I'm also curious how usable are simpler vision models such as Florence in case you explored this direction.

palashshah•7mo ago
we're currently in the process of doing this. i think something that could potentially work is to iterate upon the initial image composition / structure using cheaper models, and then upscale at the end. this way you're saving on that iteration cost, but eventually land on a higher-scale image.
shmoogy•7mo ago
I actually haven't but nova from Amazon was surprisingly good at things like bounding boxes compared to some others You kind of have to test and measure so many different aspects to get the best at specific tasks Thanks for the idea
elif•7mo ago
This is great and provides a good starting point for any similar efforts.

However I think the temptation to lean all tasks on AI is perhaps a little naive if not lazy.

For mask generation, there is really not much reason to use AI. In this example, simple stochastic blob detection, a trivial function you could get from openCV or ask a college sophomore to write would generate much better quality masks.

palashshah•7mo ago
totally agreed here. i think my goal primarily with the mask generation was to test out how effective openai's capabilities were.

we're currently working on pipelines that limit the the involvement of AI to various tasks. for example, when generating an ad there's usually logo, some banner text, and background image.

we can use gpt-image-1 to generate the background image, another LLM to identify the coordinates of where we place the logo, and just add the logo onto the image. this is just one example!

jackphilson•7mo ago
Why do you agree? I think we should outsource as much as we can to abstraction. We've been doing it forever.
dandelany•7mo ago
"Simple stochastic blob detection" is an abstraction. You write (or import) a function where the the gnarly logic lives and call `detectBlobs()`. "Use an abstraction" doesn't mean you should use the same abstraction for every task, you should use the right tool for the job.
mentalgear•7mo ago
Again another example of "the unreasonable effectiveness of LLMs in a loop". At with time, the tasks for loop become bigger and more complex, until we find ourselves "outlooped" at least job wise.
ramoz•7mo ago
Nice retrospective but I guess this process is no longer needed as model's get better; esp as they start enabling features like consistent subjects. Seems like a lot of overhead to correct text for inspirational images, but I can imagine you need to always present some form of _quality_ to your clients.

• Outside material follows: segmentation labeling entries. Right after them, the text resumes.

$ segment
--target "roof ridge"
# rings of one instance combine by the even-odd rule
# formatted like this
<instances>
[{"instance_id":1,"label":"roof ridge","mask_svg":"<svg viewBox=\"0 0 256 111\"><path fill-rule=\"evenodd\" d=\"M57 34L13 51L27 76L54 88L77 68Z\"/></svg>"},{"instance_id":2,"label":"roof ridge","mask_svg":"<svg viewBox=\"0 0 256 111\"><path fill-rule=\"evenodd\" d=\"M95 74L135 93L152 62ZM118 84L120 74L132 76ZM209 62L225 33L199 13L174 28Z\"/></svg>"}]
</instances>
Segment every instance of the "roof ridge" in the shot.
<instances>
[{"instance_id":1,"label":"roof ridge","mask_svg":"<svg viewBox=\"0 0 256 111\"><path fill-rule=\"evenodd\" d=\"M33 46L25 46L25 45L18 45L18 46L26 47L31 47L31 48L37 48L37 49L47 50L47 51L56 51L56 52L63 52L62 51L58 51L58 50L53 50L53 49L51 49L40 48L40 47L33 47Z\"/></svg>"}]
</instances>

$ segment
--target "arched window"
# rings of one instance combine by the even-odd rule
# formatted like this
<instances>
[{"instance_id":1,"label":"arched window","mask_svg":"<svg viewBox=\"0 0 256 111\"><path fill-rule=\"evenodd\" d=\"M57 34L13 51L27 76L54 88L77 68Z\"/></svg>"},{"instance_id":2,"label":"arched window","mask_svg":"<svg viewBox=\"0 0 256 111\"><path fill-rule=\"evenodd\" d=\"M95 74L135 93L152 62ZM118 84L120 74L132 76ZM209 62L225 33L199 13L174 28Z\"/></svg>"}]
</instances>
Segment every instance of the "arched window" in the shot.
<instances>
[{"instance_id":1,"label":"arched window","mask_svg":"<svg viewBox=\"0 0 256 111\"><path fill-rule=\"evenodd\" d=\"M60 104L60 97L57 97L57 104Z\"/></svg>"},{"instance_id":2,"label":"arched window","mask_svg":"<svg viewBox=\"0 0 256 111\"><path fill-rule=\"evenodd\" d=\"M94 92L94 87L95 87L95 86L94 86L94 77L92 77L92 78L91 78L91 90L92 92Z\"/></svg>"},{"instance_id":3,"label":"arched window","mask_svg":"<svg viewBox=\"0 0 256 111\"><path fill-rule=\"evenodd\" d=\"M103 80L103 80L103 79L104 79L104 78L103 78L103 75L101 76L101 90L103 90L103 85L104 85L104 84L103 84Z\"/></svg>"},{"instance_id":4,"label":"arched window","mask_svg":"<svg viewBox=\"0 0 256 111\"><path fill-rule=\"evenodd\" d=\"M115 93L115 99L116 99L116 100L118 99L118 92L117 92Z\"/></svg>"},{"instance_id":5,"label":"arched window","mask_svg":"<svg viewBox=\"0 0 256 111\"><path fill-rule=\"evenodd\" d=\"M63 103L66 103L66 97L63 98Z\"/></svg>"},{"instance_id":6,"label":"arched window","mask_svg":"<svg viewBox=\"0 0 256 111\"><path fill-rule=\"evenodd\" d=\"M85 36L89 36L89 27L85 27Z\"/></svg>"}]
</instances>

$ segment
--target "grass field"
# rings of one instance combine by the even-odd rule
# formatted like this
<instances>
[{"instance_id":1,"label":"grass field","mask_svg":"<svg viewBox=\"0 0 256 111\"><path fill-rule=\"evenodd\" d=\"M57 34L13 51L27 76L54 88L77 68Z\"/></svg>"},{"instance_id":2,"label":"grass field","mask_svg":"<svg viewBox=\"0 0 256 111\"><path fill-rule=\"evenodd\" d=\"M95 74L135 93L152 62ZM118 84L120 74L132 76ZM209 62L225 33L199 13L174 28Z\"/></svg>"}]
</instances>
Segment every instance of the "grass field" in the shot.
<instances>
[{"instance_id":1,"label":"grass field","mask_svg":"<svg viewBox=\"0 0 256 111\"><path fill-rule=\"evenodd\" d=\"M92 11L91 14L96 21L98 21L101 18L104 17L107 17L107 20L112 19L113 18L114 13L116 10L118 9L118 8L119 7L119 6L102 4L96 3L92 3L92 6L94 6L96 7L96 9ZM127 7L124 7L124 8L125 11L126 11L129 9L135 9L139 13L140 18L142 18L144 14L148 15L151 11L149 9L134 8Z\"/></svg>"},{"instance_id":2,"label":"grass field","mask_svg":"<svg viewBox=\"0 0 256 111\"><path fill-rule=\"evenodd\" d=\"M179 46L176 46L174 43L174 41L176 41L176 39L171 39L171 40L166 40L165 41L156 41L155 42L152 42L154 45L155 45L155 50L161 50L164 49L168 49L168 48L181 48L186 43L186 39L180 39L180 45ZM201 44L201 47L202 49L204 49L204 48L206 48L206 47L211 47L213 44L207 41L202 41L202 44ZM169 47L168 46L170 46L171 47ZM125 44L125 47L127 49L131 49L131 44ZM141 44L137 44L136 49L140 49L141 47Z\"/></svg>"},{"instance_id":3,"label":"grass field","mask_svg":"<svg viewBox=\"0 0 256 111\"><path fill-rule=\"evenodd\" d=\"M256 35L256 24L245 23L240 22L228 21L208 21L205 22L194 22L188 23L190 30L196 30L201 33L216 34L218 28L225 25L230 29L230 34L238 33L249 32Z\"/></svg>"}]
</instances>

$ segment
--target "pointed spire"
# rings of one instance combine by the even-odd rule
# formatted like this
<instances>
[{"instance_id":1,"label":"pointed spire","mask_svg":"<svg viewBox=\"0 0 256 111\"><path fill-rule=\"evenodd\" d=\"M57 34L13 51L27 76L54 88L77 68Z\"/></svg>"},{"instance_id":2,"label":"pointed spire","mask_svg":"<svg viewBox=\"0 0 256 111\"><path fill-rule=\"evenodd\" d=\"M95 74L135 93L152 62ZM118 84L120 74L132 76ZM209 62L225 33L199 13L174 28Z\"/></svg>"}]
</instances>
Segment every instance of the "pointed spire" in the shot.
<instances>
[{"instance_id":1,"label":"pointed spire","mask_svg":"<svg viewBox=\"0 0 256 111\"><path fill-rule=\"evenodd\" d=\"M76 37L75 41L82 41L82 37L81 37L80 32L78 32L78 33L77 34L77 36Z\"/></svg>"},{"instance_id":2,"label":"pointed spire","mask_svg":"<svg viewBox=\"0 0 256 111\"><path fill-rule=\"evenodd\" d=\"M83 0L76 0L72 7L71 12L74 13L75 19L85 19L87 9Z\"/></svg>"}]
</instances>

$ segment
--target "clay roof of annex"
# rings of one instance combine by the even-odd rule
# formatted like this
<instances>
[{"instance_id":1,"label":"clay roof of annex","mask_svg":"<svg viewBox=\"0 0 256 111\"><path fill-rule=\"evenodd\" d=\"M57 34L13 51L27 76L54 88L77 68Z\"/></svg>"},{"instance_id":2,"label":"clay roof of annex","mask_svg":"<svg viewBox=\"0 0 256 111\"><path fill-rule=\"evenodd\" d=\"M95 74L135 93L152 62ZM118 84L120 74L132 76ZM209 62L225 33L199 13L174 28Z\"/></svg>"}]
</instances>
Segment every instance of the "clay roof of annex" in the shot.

Feel like control nets and some minimal photoshop work would've been better.

palashshah•7mo ago
totally. it got to a point where most of the text generated in our images was incorrect, and so it wasn't a great look showing that to our clients.

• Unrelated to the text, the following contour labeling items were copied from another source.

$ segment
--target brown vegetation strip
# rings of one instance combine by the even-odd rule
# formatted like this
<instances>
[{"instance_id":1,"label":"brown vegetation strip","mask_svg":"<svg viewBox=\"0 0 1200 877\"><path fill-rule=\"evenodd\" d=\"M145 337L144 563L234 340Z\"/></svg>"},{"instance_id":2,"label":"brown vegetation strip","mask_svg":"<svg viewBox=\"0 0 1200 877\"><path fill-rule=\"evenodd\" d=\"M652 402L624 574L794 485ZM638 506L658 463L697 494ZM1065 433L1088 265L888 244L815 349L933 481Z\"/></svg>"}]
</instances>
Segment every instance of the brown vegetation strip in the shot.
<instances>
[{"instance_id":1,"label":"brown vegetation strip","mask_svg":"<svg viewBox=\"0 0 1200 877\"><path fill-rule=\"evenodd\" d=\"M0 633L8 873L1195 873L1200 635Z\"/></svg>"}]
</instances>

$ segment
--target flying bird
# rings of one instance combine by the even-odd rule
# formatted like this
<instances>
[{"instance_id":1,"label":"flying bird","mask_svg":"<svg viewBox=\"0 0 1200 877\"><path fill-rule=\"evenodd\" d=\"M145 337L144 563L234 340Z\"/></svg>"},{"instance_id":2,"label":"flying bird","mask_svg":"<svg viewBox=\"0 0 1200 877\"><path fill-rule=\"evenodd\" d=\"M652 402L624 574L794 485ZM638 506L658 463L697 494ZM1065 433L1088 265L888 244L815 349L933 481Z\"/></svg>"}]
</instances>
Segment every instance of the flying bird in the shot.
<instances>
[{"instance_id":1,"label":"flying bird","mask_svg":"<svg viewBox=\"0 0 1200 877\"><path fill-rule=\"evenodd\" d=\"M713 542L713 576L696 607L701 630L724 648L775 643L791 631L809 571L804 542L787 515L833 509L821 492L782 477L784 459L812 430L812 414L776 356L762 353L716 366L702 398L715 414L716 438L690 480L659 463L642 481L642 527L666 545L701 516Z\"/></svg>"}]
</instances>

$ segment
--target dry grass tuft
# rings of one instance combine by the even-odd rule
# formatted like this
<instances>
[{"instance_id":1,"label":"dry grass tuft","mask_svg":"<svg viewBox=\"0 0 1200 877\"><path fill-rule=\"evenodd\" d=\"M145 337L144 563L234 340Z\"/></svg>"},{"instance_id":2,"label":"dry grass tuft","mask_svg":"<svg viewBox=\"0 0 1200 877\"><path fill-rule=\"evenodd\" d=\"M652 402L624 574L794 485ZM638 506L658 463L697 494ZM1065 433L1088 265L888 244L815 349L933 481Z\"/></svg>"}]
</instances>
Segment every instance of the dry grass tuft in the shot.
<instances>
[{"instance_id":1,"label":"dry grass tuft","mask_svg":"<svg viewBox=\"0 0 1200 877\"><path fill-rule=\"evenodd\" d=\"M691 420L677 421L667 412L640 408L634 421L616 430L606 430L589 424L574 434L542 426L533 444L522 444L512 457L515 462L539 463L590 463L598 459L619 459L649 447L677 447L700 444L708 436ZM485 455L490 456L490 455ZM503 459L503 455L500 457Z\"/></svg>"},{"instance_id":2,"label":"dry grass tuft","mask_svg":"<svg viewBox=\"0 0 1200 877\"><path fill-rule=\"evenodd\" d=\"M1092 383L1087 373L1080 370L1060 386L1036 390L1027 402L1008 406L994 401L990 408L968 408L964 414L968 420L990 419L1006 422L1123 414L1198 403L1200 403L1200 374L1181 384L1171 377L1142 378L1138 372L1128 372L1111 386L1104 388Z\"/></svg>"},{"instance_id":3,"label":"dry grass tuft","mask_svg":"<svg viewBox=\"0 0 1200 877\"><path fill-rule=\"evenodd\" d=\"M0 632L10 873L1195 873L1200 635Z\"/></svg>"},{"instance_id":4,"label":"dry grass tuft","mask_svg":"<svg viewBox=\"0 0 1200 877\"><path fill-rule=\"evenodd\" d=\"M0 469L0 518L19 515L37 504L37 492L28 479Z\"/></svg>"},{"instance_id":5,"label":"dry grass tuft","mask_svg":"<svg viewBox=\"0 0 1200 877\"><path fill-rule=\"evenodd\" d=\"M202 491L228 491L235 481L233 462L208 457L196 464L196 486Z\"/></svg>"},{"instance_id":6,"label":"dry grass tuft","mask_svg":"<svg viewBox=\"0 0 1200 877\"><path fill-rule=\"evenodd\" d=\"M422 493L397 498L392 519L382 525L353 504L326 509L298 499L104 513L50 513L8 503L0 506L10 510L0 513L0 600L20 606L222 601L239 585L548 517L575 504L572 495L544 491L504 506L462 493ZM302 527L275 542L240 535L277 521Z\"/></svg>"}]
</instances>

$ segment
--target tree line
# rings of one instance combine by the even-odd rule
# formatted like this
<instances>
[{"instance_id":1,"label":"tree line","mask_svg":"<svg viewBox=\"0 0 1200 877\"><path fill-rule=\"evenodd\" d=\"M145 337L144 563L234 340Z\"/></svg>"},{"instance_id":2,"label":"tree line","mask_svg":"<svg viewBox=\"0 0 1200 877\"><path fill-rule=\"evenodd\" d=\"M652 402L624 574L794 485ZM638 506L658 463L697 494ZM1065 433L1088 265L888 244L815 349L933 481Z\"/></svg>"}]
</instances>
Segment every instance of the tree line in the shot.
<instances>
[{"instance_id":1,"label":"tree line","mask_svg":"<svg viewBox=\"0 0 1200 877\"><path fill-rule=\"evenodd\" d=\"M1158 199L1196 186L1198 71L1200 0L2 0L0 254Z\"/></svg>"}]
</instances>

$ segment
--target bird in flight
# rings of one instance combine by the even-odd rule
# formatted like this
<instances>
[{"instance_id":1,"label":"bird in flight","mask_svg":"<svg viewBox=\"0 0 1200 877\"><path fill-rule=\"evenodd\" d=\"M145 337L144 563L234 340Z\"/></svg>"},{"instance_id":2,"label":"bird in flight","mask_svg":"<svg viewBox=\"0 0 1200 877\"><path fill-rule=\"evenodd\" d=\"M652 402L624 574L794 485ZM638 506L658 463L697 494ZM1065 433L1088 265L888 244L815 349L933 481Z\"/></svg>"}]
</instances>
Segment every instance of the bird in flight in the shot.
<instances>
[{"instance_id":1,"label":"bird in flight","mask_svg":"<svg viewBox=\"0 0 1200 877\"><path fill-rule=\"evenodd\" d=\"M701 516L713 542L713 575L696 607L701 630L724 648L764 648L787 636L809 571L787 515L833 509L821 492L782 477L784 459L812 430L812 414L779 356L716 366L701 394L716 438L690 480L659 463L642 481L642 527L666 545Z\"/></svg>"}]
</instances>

we're actually working on some form of what you described where we take images generated from LLMs + add consistent logos discretely rather than generatively.

abshkbh•7mo ago
Palash this is a great post, I learnt a lot as an image gen noob! Keep writing more :)
palashshah•7mo ago
this is incredible to hear! i plan to keep writing on a weekly basis, and will be posting them on twitter.
t_mann•7mo ago
I was kind of hoping this would be in the 'Dreambooth mold' of finetuning open weights models. I have used that with some success some ~2 years ago, does anyone know what improvements there have been in that direction since Dreambooth?
zahlman•7mo ago
It's frankly amazing to me that "ask another LLM to evaluate the image" actually produces useful feedback that results in actual improvement from the first LLM.

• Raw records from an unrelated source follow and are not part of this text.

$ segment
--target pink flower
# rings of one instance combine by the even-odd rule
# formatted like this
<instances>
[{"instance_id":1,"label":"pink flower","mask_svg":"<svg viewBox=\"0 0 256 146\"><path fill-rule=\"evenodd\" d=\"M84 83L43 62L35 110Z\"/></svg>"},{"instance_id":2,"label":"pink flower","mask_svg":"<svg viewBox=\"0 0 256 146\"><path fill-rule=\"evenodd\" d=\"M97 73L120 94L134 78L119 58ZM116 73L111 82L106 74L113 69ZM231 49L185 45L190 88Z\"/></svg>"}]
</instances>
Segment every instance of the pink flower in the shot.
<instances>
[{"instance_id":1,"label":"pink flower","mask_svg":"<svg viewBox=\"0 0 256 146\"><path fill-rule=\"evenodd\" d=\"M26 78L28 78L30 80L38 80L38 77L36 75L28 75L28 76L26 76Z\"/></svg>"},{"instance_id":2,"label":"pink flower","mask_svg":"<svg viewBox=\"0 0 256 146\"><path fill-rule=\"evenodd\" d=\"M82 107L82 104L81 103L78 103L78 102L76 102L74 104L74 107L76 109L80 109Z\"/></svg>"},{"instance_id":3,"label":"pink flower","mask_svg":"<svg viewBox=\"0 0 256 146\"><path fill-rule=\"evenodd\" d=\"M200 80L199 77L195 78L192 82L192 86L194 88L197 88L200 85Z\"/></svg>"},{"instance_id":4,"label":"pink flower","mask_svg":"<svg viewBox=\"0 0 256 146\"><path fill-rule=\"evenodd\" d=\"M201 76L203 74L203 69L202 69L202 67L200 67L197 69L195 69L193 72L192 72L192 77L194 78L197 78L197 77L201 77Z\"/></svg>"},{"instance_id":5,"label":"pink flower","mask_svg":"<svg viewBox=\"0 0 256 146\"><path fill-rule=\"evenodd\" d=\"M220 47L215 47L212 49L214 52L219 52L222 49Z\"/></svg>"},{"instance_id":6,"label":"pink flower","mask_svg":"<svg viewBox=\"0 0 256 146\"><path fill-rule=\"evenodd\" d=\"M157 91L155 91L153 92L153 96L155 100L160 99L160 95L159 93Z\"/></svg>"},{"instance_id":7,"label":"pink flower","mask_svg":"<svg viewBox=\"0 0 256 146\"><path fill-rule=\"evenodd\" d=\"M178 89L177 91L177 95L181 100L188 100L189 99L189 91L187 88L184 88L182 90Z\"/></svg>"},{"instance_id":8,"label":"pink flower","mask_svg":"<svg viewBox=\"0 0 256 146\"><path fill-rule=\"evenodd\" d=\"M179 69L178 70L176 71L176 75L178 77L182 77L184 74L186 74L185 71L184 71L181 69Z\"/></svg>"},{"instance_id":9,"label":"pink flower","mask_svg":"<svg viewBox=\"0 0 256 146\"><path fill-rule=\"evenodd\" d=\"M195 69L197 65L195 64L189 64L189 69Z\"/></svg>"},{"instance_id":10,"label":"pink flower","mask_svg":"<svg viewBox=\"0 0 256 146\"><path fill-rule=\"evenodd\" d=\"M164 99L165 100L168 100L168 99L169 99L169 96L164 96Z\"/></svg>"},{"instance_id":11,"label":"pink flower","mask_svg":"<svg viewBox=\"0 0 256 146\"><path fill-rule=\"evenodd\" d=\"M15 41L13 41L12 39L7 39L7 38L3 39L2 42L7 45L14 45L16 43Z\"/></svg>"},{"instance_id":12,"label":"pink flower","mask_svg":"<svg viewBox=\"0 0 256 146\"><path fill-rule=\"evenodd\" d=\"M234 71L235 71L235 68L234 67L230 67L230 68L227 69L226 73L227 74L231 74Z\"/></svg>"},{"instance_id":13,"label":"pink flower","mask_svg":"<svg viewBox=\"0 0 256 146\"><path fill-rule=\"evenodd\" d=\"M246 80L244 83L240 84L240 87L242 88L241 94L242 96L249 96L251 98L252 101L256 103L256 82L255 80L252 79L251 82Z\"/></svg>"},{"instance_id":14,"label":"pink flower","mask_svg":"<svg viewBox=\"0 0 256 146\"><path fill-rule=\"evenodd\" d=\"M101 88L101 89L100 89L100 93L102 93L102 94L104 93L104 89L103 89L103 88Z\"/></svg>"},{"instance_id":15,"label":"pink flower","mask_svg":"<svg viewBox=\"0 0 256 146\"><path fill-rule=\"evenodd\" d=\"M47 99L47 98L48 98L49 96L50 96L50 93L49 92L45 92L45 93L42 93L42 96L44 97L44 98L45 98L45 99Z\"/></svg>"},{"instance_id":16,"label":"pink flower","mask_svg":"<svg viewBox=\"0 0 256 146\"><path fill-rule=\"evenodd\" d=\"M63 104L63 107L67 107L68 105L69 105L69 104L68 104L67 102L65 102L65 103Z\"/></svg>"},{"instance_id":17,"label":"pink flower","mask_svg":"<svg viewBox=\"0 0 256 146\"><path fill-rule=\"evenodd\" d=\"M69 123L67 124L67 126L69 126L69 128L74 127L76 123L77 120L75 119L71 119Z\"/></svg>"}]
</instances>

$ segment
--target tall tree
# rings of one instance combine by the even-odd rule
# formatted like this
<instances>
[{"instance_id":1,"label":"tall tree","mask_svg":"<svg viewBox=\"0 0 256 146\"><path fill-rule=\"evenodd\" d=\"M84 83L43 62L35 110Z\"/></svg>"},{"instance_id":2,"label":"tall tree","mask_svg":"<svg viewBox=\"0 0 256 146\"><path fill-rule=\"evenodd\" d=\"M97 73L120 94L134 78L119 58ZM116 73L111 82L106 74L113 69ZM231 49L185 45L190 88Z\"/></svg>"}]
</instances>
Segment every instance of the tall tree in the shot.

But then, I guess it's not much different of an idea from the earlier use of GANs, or of telling LLMs to "stop hallucinating", etc.

palashshah•7mo ago
totally. the way i think about it (purely based on intuition) is that asking an LLM to do understanding + image generation is too complex for it to be effective. if we separate out the tasks into discrete steps, the evaluation becomes better, and the generation simply becomes instruction following.
jacob019•7mo ago
This is all edited with gpt-image-1? The revised images are amazing. Were example logos provided or is it just working off of it's knowledge of a well known brand?